How does the waiting list for liver transplant work?

Penn Medicine
Administration

Once potential liver transplant candidates are approved by the liver transplant team and have financial clearance, they are placed on the United Network for Organ Sharing (UNOS) waiting list. UNOS is the agency authorized by the federal government to maintain the database for all transplant recipients in the United States.

Being placed on a waiting list means that a candidate’s name and certain medical information are entered into a national database maintained by UNOS. In our area, donor livers are allocated by UNOS and the regional organ procurement organization, Gift of Life Donor Program. Suitable donors have a compatible blood type, and size may be a factor as well. Each donor is evaluated carefully by the Gift of Life and the transplant surgeons.

Since the list is based on medical urgency, a person's position on the list may fluctuate based on his or her health status and as other people are listed and transplanted.

The severity of liver disease in patients waiting for transplants ranges from having mild complications to being critically ill in the intensive care unit. United Network for Organ Sharing (UNOS) has developed a scoring system known as the Model for End-stage Liver Disease, or MELD, in which the sickest patients are given priority for organ allocation. Every center in the U.S. must follow the UNOS MELD system.
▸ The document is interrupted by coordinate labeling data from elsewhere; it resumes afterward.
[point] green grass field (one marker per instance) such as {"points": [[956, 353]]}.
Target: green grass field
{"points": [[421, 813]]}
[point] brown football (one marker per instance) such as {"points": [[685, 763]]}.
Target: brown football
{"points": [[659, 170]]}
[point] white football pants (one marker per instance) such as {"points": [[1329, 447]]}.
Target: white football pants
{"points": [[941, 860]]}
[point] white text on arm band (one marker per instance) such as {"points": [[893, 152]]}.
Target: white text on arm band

The MELD system involves a numerical scale, ranging from 6 (less ill) to 40 (gravely ill), used for liver transplant candidates age 12 and older. It gives each person a "score" (number) based on how urgently he or she needs a liver transplant within the next three months. The number is calculated by a formula using three routine lab test results:
  • Bilirubin, which measures how effectively the liver excretes bile;
  • INR (prothrombin time), which measures the liver's ability to make blood clotting factors; and
  • Creatinine, which measures kidney function. (Impaired kidney function is often associated with severe liver disease.)
The only priority exception to MELD is a category known as Status 1. Status 1 patients have acute (sudden and severe onset) liver failure and a life expectancy of hours to a few days without a transplant. Less than one percent of liver transplant candidates are in this category. All other liver candidates age 12 and older are prioritized by the MELD system. Candidates age 11 and younger are placed in categories according to the Pediatric End-stage Liver Disease (PELD) scoring system. A MELD/PELD brochure and calculator are available on the UNOS website.
Deborah Davis
OBGYN (Obstetrics & Gynecology)
If you become an active liver transplant candidate, your name will be placed on a waiting list.  Patients are listed according to blood type, body size, and medical condition (how ill they are).  Each patient is given a priority score based on three simple blood tests (creatinine, bilirubin, and INR). The score is known as the MELD (model of end stage liver disease) score in adults and PELD (pediatric end stage liver disease)in children.  Patients with the highest scores are transplanted first.  As they become more ill, their scores will increase and therefore their priority for transplant increases, allowing for the sickest patients to be transplanted first.  A small group of patients who are critically ill from acute liver disease have the highest priority on the waiting list.  It is impossible to predit how long a patient will wait for a liver to become available.  Your transplant coordinator is always available to discuss where you are on the waiting list.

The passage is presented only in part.